Anatta (Sanskrit anatman) impersonality, or non-Self. The human personality, "soul", or self, is a conventional appellative applied to the assembly of physical and psychological components, each separately subject to constant change; there is no central core (or essence); this is more or less similar to a bundle theory (originated by the 18th century Scottish philosopher David Hume, this is the ontological theory about objecthood in which an object consists only of a collection (bundle) of properties, relations, or tropes) of mind or soul.
There is often a fourth Dharma Seal mentioned:
Nirvana is peace. Nirvana is the 'other shore' from Samsara (a Sanskrit or Pali term, it signifies a 'continuous movement' or 'continuous flowing', referring to the cycle of birth and consequent decay and death, in which all beings in the universe participate and which can only be escaped through enlightenment).

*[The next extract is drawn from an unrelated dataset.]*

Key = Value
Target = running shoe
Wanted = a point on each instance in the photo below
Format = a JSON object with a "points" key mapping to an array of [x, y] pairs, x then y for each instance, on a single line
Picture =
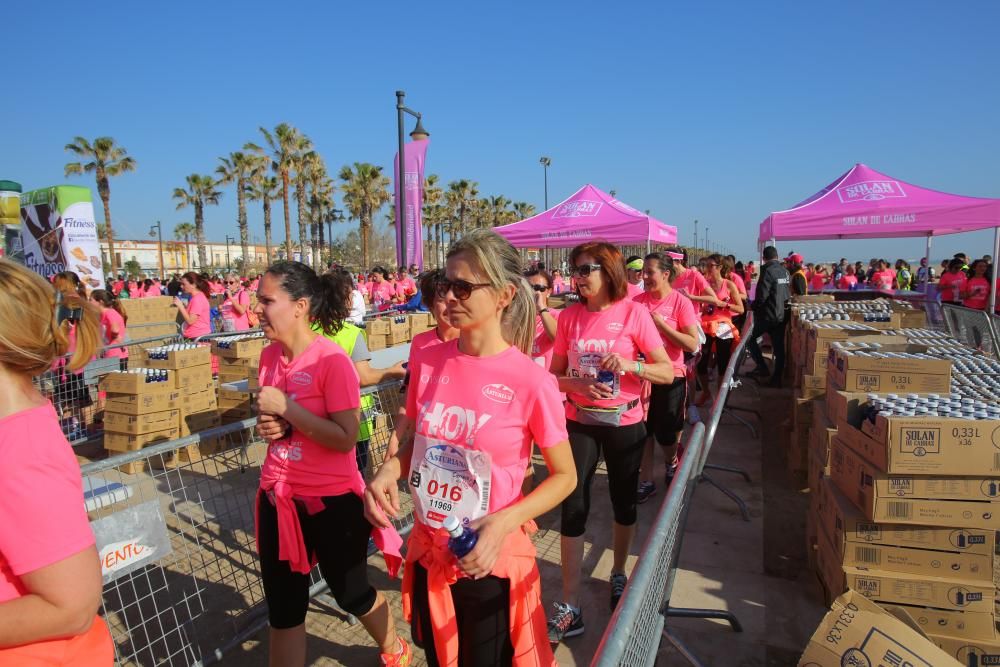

Together the three characteristics of existence are called ti-lakkhana, in Pali; or tri-laksana, in Sanskrit.
By bringing the three (or four) seals into a 'moment-to-moment' experience through concentrated awareness, one is believed to achieve Wisdom - the third of the three higher trainings - the way out of Samsara. In this manner, one can identify that, according to Sutra, the recipe (or formula) for departing Samsara is accomplished by a deep-rooted change to one's world view.